What i can contribute to this mess is the little experience of an observer - the fact that the Baghdadi citizens do not think the Americans are coming to liberate but to kill them to me is very scary. it means the battle of Baghdad is going to be very very bloody. They're going to be fighting for their homes on home territory - and i don't think the end to a battle like that will be clear or soon. unless they can take over the tv and radio stations and explain things. unless they can get massive aid to people in there.

And what can I contribute to the mess at home? We have a government which is using the war in Iraq as an excuse to pass all kinds of crazy variations of Milton Friedman (without even consulting with any of the institutions or people who will be seriously hurt by their measures). We have a government which is using the war in Iraq as an excuse to bulldoze Palestinian houses, to target terrorists, and who knows what else. And even though i did every thing i could to prevent this government from getting elected, i'm responsible for it.

So how can i give advice to others?

Nevertheless there are two point i do want to make - Even though I am still ambivalent about the justification for this war in Iraq i want to reiterate my absolute belief in the need to support the United States and Britain.

Over and over again.

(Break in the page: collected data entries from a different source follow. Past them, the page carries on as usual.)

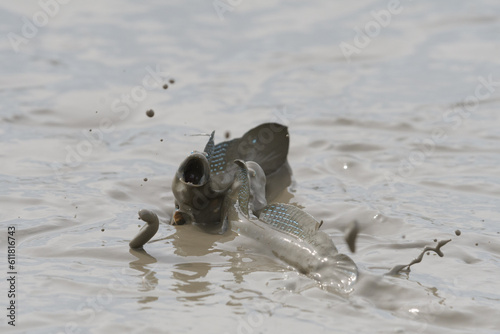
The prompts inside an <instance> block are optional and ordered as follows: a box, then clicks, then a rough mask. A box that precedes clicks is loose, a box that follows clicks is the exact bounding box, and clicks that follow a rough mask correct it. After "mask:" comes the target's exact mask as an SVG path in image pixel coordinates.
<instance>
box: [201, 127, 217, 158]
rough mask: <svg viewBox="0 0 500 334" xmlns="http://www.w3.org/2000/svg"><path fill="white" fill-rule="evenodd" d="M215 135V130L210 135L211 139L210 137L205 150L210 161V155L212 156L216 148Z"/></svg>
mask: <svg viewBox="0 0 500 334" xmlns="http://www.w3.org/2000/svg"><path fill="white" fill-rule="evenodd" d="M214 135H215V131H212V134H211V135H210V139H208V143H207V145H205V149H204V150H203V152H205V153H206V154H207V159H208V161H210V157H211V156H212V151H213V150H214V145H215V144H214Z"/></svg>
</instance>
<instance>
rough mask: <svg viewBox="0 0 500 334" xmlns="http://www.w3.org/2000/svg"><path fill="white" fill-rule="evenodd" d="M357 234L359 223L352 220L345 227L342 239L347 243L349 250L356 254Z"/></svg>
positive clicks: (358, 230)
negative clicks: (342, 238) (355, 252)
mask: <svg viewBox="0 0 500 334" xmlns="http://www.w3.org/2000/svg"><path fill="white" fill-rule="evenodd" d="M358 233H359V223H358V221H357V220H353V221H352V222H351V223H350V224H349V226H348V227H347V230H346V233H345V236H344V239H345V241H346V242H347V245H348V246H349V249H350V250H351V252H353V253H355V252H356V238H357V237H358Z"/></svg>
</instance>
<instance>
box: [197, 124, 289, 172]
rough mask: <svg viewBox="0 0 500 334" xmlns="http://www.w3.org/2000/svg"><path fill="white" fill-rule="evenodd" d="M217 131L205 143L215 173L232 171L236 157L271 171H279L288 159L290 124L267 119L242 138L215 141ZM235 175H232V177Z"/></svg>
mask: <svg viewBox="0 0 500 334" xmlns="http://www.w3.org/2000/svg"><path fill="white" fill-rule="evenodd" d="M213 136H214V133H213V132H212V136H211V137H210V140H209V141H208V143H207V145H206V146H205V152H206V153H207V155H208V157H207V158H208V161H209V162H210V174H211V176H216V177H217V176H218V175H222V174H225V173H226V172H228V171H229V172H232V171H234V170H232V168H231V167H230V166H231V165H232V162H233V161H234V160H236V159H241V160H243V161H255V162H256V163H258V164H259V165H260V166H261V167H262V169H263V170H264V173H265V174H266V176H267V175H269V174H272V173H274V172H276V171H277V170H278V169H280V167H281V166H283V165H284V164H285V163H286V158H287V155H288V147H289V141H290V140H289V135H288V128H287V127H286V126H284V125H281V124H277V123H264V124H261V125H259V126H257V127H255V128H253V129H252V130H250V131H248V132H247V133H245V134H244V135H243V137H241V138H236V139H232V140H229V141H225V142H222V143H219V144H217V145H214V140H213ZM231 179H232V177H230V178H228V180H231Z"/></svg>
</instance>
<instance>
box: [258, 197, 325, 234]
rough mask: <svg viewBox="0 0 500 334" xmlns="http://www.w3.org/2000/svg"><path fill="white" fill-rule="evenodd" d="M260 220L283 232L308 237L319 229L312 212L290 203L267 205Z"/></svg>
mask: <svg viewBox="0 0 500 334" xmlns="http://www.w3.org/2000/svg"><path fill="white" fill-rule="evenodd" d="M259 220H260V221H262V222H264V223H266V224H268V225H270V226H272V227H273V228H275V229H277V230H280V231H282V232H285V233H288V234H290V235H293V236H295V237H297V238H300V239H307V238H308V237H310V236H312V235H314V234H315V233H316V231H318V228H319V225H320V224H319V223H318V222H317V221H316V219H314V218H313V217H312V216H311V215H310V214H308V213H307V212H305V211H302V210H301V209H299V208H297V207H296V206H293V205H290V204H283V203H276V204H271V205H268V206H266V207H265V208H264V209H262V212H261V213H260V216H259Z"/></svg>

How can the Europeans - who have gained so much from U.S. support - how can they now mock their liberators instead of supporting them? Pure perversion. Every time i see one of the French politicians talking about the war I think of the guys on the ballustrades from Monty Python's Holy Grail - those guys on the tower who respond to King Arthur's innocent questions with the shout "fetchez la vache" and throw a cow at him.

Of course with the French its also a question of all that money they are losing in their Iraqi deals. But the Germans don't even have an economic reason for their holier than thou attitude. But of course the Germans don't get many opportunities to play holier-than-thou, do they?

i was just about to go to sleep tonight when yaffa called me in a rage. Why do you think we have this stupid government? Because YOU didn't do enough? NO, you stupid bleeding heart! Because of the intifada! Because Arrafat suddenly backed out of the peace negotiations and told his people to start fighting. (She reminded me of my late father-in-law Bandi who used to say to me - Don't make yourself so small - You're not that big. It was good medicine for that inflated sense of self we 'modest' people really have.) Anyway it was good to know i have a local friend who reads these pages. Most of what i have to say is too boring for people who know me i think - too banal, too common.

Anyway, Yaffa is right too. I kvetch and feel guilty - but there are far more guilty people here than me.

As if that helps.

Where is Raed? The enormous explosions on TV go right through me - as i am sure they go through everyone who see this terrible sight.

Last year i gave a paper on the poetry that was written in response to the September 11 attacks. i still have to revise it for publication but i'm too wound up for that right now. Anyhow, one of the ideas - i've just copyrighted it, remember - is that most people watched the terrible sight over and over again and had almost as much legitimacy to be affected by this disaster as someone who was nearby. Unlike - say - major events such as the holocaust which are not universally and repeatedly televised - where survivors have much greater legitimacy than - say - researchers or novelists - an enormous number of people who witnessed the tragedy on tv were equally and seriously traumatized. it was as if the disaster had entered their homes.

It is even more with this war - it has entered all of our lives in every way. Yet we cannot begin to comprehend the terror of the Baghdadis.